Ficou no meio da sala. Zuleica sentada no sofá não sabia o que fazer. Tinha até
medo de abrir. E se ele estivesse pelado? Será que o marido poderia lhe
emprestar uma roupa. Melhor não. Lembrou-se do negro na casa da cunhada, era um
pecado vesti-lo.
Decidiu que era melhor
abrir. Afinal, lá dentro tinha um homem cansado. Havia atravessado o oceano e
deveria precisar descansar. Foi tirando as tiras de papelão apreensiva, estava
bem empacotado. A surpresa não foi pouca quando escutou a voz dentro da caixa.
─ Vamos, madame, rebola!
Era um português de
nordestino. Daqueles bem brasileiros. Terminou de desembrulhar o produto, mas
ficou desconfiada.
Lá de dentro saiu um
homem baixo que de negro não tinha nada. Embora estivesse nu, Zuleica ficou
decepcionada. Não sabia como devolver o produto, mas foi a primeira coisa que
pensou.
Tinha alguma coisa de
falso nele. Já chegou com um maço de cigarros na mão e a caixa onde veio era
uma catinga só.
A mulher passou a
desconfiar de que fosse um perigoso bandido. Naquele dia não quis saber de
treinar a língua francesa. O baixinho, por outro lado, também não se apresentou
para o ofício, sentou no sofá, ajeitou os bagos e pegou o controle da tv tela
plana.
Da cozinha fazendo o
almoço escutava a zoada. Volta e meia ele passava, com as coisa penduradas,
aquela cara previsível nos livros de Lombroso, bebia água e voltava para a
sala. Às vezes entrava no banheiro, fazia uma zoada medonha de xixi na água do
vazo. Essa era a rotina.
O marido chegou e ele
estava lá. Peladão. E o pior: com o controle na mão. O marido voltou vermelho
para a cozinha, por onde havia entrado.
─ Zuleica, tem um homem
pelado lá na sala!
─ Calma, amor, eu
explico!
E ela falou do programa
de intercâmbio. Mas também falou para ele da sua frustação. Não que estava
esperando um negro alto e bonito, falou para o marido que estava desconfiada
daquele homem. O português dele era muito correto para um estrangeiro. Achava
que iria aprontar.
De fato, o marido
também ficou desconfiado. Colocou uma faca na cintura, mas a mulher o
desestimulou de qualquer besteira. Não sabiam o quanto poderia ser perigoso.
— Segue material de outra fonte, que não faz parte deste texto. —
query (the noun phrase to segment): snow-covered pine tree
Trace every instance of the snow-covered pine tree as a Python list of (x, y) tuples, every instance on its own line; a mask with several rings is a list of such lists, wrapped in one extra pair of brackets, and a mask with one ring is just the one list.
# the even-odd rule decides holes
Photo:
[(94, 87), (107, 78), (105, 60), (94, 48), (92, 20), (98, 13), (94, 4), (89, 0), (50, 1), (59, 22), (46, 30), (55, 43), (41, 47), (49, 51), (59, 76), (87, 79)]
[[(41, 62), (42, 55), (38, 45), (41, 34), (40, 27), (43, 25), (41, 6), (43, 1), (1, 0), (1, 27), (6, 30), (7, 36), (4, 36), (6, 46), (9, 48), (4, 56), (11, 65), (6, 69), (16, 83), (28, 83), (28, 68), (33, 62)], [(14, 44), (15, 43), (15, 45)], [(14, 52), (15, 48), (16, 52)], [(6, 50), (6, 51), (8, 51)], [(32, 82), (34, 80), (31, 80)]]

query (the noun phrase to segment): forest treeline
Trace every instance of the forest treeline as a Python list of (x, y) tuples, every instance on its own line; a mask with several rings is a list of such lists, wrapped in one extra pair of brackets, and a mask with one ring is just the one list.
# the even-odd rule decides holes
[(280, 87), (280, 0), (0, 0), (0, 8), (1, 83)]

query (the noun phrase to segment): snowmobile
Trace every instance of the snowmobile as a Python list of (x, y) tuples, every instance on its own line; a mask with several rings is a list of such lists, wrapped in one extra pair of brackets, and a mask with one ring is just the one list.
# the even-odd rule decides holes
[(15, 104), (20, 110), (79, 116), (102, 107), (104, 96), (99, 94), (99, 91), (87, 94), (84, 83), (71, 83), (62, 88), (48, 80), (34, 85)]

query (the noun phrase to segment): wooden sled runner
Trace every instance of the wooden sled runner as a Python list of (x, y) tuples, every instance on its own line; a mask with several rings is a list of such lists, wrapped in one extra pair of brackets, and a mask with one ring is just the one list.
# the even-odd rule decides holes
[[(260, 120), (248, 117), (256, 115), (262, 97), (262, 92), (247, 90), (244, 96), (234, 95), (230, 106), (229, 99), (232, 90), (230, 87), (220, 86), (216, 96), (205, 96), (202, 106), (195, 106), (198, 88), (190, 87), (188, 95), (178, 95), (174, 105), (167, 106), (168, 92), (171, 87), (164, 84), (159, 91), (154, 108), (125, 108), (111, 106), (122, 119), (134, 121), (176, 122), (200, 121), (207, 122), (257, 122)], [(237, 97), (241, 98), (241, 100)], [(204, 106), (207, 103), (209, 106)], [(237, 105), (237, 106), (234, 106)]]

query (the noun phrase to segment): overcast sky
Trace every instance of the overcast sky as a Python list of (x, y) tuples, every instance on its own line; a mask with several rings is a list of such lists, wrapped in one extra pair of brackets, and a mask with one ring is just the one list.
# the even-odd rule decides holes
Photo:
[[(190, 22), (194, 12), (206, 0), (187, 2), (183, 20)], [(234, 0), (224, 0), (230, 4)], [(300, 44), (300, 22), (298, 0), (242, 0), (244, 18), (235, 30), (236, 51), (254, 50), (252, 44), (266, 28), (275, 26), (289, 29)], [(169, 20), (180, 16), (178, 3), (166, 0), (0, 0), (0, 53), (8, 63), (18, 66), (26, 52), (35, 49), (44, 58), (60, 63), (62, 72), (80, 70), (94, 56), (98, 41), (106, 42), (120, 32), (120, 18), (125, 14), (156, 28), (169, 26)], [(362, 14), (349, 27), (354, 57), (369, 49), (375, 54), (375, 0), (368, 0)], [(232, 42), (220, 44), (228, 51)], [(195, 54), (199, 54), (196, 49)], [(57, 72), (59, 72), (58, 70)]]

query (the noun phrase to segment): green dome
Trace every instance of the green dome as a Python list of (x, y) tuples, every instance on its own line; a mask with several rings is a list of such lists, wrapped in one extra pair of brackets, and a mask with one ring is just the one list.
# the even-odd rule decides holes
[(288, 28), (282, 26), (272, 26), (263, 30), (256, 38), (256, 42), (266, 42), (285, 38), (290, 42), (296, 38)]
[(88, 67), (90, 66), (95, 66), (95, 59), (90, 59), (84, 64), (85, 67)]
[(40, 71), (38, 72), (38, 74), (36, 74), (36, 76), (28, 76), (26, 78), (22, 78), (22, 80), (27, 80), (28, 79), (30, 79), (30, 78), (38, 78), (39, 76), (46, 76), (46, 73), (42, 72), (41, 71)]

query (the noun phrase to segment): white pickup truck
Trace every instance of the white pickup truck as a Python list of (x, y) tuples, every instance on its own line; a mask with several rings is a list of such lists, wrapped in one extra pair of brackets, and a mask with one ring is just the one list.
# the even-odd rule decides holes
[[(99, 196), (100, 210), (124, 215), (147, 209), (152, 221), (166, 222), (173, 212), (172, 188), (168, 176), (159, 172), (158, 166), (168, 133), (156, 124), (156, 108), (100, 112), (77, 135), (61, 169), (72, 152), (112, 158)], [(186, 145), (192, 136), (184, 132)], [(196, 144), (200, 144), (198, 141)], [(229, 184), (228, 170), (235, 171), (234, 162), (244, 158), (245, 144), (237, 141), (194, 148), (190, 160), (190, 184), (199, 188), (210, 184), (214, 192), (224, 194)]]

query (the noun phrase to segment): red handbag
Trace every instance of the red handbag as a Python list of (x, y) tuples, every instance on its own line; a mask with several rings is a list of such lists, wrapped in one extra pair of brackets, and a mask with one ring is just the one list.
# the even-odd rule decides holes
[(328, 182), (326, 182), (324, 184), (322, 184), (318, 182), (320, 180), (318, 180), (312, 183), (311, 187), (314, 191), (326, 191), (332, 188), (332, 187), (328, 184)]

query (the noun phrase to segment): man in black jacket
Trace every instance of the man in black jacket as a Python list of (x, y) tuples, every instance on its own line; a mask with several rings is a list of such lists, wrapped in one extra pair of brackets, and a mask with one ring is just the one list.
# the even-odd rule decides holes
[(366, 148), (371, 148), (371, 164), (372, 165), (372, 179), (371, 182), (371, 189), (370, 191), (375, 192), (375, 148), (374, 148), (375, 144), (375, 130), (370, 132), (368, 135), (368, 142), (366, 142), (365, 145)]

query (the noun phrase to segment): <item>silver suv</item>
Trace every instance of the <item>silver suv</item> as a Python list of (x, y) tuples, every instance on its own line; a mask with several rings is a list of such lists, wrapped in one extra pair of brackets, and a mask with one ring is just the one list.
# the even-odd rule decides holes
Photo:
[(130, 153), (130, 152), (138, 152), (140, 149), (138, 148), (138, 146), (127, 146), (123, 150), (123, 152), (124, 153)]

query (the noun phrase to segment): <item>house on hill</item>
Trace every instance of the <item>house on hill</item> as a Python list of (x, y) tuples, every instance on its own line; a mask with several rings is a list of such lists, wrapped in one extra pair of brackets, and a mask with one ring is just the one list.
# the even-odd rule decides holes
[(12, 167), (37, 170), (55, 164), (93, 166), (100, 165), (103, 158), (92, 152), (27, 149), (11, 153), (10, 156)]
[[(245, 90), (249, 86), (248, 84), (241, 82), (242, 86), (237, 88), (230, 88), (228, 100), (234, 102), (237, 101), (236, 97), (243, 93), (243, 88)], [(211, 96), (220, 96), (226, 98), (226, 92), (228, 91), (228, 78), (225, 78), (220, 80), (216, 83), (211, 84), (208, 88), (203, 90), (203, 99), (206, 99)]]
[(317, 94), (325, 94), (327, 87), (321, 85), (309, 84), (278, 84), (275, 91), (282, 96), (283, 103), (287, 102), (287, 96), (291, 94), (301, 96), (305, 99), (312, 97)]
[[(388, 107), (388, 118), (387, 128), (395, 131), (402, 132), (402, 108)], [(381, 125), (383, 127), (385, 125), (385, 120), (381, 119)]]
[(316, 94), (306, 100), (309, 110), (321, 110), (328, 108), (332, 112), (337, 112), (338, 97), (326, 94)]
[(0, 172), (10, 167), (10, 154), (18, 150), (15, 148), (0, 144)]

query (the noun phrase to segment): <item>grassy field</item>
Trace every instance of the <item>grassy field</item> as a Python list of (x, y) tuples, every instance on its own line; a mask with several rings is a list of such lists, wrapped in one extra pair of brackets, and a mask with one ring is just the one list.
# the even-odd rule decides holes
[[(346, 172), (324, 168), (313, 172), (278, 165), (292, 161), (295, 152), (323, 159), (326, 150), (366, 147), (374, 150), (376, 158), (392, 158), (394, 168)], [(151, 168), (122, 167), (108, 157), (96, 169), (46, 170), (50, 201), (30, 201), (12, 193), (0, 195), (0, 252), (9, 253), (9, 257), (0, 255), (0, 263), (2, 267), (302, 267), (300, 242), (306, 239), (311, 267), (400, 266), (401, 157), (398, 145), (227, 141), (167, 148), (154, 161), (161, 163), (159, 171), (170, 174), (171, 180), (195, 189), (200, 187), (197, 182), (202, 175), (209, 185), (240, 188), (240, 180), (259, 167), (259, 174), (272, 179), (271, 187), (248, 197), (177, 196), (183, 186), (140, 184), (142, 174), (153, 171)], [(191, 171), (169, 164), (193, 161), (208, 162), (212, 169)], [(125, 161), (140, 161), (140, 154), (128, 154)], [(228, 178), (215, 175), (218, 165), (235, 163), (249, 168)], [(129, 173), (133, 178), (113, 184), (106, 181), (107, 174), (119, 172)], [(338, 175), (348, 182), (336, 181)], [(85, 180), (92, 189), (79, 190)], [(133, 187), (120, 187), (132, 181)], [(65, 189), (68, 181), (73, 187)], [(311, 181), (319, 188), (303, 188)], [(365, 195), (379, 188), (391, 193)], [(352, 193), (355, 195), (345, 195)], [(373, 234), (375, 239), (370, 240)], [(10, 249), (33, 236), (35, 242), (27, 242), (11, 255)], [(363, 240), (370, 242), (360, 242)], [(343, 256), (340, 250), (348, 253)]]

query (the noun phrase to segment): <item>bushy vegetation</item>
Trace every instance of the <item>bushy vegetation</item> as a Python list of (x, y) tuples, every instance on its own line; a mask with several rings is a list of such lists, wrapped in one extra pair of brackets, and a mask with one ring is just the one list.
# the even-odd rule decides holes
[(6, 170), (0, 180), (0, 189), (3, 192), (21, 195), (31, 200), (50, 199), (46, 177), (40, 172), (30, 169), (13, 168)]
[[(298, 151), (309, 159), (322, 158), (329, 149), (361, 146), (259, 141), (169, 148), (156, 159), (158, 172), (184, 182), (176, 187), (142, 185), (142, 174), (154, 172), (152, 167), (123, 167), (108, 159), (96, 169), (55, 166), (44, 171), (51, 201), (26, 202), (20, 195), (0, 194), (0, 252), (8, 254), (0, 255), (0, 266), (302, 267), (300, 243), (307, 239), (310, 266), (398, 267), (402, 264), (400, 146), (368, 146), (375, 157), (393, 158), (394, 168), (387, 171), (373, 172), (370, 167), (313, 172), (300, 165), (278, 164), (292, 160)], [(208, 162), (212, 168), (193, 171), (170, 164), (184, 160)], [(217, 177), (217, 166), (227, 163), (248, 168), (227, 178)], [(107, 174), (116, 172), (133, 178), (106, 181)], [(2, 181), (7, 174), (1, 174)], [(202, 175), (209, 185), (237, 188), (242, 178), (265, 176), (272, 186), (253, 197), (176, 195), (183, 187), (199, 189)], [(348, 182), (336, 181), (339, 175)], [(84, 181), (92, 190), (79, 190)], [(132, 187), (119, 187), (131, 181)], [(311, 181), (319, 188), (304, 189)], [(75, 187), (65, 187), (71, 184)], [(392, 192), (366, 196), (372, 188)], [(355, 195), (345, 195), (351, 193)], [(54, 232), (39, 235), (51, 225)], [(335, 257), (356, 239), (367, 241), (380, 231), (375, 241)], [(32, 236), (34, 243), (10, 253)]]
Aquele homem parecia ser muito frio e o mataria com as próprias mãos.
Ficaram presos, de
certa forma, tinham medo de o homem pegar a tv de tela plana, por isso não
saiam de casa. Os três ficavam vendo televisão e nada das aulas de francês
começar. Zuleica nem queria. Esqueceu-se das aulas de francês, só pensava em se
ver livre daquele homem esquisito.
Já tinha uma semana sem
ir trabalhar o marido. O homem passava a tarde dormindo dentro da caixa. Era um
folgado. Na repartição pensavam que Oscar, como era chamado o marido de
Zuleica, tinha morrido ou coisa parecida. Foi, então, uma comitiva para a casa
deles. Até o Zacarias, com quem não se dava muito bem, chegou todo preocupado.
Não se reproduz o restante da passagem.